Actually, there are 3 variables with only two equations given. So there would be no unique solutions normally. But since the sin(theta) and cos(theta) are trigonometric, one can be expressed in terms of the other so in the end, there are effectively only two variables in two equatons.

So eliminate W first.

For simplicity in my typing, let A = theta

From (1),

W = 40/sinA

Substitute that into (2),

69.28 -40/sinA -(40/sinA)cosA = 0

69.28 -40cscA -40cotA = 0

Divide both sides by 40,

1.732 -cscA -cotA = 0

1.732 -cotA = cscA

Squatre both sides,

3 -3.464cotA +cot^2(A) = csc^2(A) -----(i)

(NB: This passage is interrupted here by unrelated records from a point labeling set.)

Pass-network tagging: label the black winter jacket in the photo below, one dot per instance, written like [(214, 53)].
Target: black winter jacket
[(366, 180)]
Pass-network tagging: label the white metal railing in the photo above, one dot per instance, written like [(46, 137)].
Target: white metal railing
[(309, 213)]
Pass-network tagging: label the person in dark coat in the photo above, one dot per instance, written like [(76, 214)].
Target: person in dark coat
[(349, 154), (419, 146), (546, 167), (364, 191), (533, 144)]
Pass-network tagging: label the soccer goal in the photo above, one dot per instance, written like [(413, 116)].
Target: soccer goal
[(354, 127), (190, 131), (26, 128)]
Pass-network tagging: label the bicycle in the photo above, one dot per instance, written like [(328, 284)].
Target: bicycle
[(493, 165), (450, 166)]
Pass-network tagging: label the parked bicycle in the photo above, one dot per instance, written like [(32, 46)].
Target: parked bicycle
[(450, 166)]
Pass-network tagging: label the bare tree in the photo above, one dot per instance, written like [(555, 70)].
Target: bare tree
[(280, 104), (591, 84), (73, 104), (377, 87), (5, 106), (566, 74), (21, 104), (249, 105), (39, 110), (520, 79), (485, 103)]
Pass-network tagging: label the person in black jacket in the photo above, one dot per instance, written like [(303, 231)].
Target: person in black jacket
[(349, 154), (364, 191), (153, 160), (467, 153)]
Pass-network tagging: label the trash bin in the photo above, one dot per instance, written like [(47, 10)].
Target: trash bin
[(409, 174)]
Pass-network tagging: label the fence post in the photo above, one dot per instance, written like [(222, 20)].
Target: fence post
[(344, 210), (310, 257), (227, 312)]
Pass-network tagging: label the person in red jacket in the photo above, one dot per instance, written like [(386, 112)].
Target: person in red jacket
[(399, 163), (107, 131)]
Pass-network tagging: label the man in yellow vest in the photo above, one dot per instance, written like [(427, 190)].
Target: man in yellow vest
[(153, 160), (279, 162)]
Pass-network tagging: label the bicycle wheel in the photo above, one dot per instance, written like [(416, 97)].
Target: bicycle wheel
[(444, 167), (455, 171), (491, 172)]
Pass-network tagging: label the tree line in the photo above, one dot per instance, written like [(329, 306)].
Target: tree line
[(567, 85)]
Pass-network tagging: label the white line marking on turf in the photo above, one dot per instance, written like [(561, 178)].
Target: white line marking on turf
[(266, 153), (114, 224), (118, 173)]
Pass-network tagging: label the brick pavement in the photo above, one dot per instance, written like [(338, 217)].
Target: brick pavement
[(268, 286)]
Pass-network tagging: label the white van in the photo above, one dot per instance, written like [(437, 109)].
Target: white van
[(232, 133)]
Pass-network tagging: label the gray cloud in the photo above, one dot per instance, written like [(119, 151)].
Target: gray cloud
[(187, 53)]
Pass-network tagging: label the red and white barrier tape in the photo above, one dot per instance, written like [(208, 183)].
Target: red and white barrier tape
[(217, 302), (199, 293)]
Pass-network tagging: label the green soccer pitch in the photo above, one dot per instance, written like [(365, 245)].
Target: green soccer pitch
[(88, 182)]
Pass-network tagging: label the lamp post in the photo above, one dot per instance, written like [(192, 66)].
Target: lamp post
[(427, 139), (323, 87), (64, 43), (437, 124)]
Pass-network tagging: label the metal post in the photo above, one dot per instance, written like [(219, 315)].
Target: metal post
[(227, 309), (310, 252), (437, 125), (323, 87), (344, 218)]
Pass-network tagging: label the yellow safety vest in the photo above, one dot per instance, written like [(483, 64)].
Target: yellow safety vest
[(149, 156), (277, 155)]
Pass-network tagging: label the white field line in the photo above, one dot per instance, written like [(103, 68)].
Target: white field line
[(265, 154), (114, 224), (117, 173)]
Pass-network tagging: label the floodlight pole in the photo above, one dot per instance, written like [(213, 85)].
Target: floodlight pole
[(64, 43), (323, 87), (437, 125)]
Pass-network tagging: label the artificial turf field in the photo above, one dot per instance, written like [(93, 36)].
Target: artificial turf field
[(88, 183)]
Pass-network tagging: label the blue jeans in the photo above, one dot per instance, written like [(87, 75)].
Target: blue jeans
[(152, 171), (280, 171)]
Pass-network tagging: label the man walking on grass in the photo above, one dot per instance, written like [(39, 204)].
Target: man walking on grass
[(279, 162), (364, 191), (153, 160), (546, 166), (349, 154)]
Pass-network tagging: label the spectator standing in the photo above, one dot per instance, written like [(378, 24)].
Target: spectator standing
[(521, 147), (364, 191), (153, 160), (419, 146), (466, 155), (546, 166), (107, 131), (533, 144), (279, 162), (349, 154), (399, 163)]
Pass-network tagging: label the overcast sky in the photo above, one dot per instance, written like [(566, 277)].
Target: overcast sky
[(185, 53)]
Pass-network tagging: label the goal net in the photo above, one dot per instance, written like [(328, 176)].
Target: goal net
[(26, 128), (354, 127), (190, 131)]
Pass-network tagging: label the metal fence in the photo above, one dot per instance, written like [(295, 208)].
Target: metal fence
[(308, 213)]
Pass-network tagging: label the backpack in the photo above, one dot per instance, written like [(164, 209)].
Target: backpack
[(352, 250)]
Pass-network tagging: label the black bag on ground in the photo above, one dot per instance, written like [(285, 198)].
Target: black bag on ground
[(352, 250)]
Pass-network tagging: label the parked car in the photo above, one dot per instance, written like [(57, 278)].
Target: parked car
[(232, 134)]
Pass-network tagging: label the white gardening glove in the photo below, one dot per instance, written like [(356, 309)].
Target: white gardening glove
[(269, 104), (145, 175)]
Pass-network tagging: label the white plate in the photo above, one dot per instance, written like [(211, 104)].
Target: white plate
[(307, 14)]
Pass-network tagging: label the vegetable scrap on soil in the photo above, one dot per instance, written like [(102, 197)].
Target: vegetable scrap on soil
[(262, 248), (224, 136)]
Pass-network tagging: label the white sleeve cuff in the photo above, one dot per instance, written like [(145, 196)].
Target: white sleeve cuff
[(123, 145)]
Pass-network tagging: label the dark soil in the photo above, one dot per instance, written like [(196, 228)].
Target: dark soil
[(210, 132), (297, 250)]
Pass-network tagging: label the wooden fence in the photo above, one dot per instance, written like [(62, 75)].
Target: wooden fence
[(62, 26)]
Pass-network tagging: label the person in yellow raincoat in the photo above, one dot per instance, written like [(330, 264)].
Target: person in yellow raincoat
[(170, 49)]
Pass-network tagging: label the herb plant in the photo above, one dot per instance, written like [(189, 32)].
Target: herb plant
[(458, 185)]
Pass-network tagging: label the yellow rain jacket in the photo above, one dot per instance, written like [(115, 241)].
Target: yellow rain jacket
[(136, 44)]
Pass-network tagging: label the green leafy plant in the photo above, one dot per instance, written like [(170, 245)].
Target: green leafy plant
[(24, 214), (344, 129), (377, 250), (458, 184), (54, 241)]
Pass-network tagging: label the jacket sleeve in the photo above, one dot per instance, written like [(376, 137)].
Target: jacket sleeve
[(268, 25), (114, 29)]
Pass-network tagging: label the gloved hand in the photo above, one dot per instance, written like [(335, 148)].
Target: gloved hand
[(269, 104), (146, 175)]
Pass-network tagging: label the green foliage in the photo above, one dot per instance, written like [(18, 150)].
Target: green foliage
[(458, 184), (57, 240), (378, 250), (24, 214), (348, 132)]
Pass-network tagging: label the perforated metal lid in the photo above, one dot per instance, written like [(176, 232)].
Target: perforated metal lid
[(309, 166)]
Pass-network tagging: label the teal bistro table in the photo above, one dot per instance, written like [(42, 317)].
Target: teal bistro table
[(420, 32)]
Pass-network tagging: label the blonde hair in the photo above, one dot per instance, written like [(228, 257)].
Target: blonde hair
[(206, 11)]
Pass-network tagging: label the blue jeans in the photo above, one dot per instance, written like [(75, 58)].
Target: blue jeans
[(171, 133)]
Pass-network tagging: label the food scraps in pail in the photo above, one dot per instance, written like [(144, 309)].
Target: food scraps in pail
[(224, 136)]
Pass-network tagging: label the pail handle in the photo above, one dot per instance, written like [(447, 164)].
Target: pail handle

We know sin^2(A) +cos^2(A) = 1

Divide both sides by sin^2(A),

1 +cot^2(A) = csc^2(A)

Substitute that into (i),

3 -3.464cotA +cot^2(A) = 1 +cot^2(A)

2 -3.464cotA = 0

1 -1.732cotA = 0

[sqrt(3)]cotA = 1

cotA = 1 / sqrt(3)

tanA = sqrt(3)

A = 60 degrees ----------answer.

And, W = 40/sin(60deg) = 46.188 --------answer.